The Process continued

3. Please check with a wedding planner or coordinator, if possible, the music director, florist, photographer, videographer, band, caterers and whomever else you feel you need to complement the ceremony.   The rabbi will coordinate all aspects of the wedding with the wedding consultant, if you desire. Please have the consultant call me, at (757) 624-1137; or (757) 339-0721, or e-mail me.

    C. The couple might decide whether or not they want a Chuppah (wedding canopy), what type, whether it will be trellis-like and able to be placed in the garden of the couple’s home after the ceremony, or the traditional 4-posts covered with Tallit or large cloth, or perhaps an arch of flowers, or a glass and ornamental flowered tier as in Tricia Nixon’s wedding, or almost any other design the bride and groom may select in conjunction with the florist.

    D. The place where the event is to be held should provide a small table draped with a white cloth, to be placed at the right side of the rabbi during the ceremony.  (The rabbi march in first, turns at the Chuppah, and faces the congregation. The groom and groomsmen enter and stand on the rabbi’s right - Looking out from the stage this is stage right, the bridesmaids and bride enter and stand on the rabbi’s left - Looking out from the stage this is stage left.  Then the bride and groom face each other so they can be seen by the audience.

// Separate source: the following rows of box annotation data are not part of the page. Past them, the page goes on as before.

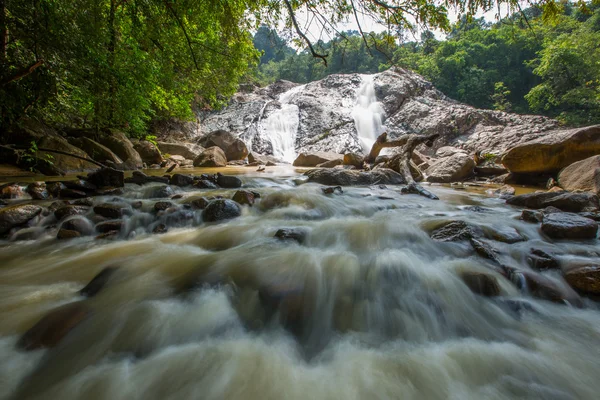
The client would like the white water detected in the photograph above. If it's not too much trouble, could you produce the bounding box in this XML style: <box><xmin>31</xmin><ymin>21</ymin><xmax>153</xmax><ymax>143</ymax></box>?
<box><xmin>352</xmin><ymin>75</ymin><xmax>385</xmax><ymax>153</ymax></box>
<box><xmin>260</xmin><ymin>85</ymin><xmax>304</xmax><ymax>163</ymax></box>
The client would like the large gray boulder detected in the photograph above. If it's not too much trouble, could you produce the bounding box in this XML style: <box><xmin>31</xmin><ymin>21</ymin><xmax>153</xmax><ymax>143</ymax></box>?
<box><xmin>558</xmin><ymin>155</ymin><xmax>600</xmax><ymax>195</ymax></box>
<box><xmin>158</xmin><ymin>142</ymin><xmax>204</xmax><ymax>160</ymax></box>
<box><xmin>198</xmin><ymin>129</ymin><xmax>248</xmax><ymax>161</ymax></box>
<box><xmin>502</xmin><ymin>125</ymin><xmax>600</xmax><ymax>174</ymax></box>
<box><xmin>425</xmin><ymin>152</ymin><xmax>475</xmax><ymax>183</ymax></box>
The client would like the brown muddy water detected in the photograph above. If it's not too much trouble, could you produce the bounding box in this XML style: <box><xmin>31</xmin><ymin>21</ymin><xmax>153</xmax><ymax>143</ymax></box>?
<box><xmin>0</xmin><ymin>168</ymin><xmax>600</xmax><ymax>400</ymax></box>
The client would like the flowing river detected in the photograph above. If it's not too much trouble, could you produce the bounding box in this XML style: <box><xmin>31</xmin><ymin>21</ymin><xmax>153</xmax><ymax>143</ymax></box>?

4. Upon the table we will need three (3) tall white candles, candle-holders for all three candles, and matches or a long handled lighter.  One candle will serve as a "Shammas" or helper light and will be lit by the best man as soon as he arrives at the Altar.  Usually, the mothers, or a representative from each family, will kindle one of the tall white candles at the beginning of the ceremony.  During the ceremony, the groom and the bride will each take a tall white candle and together, kindle the Unity Candle.  The Unity candle is usually a large white or colorfully decorated candle symbolizing the coming together of the two families.  The individual candles remain lit, symbolizing that the couple do not lose their individuality and uniqueness by their marriage bonds.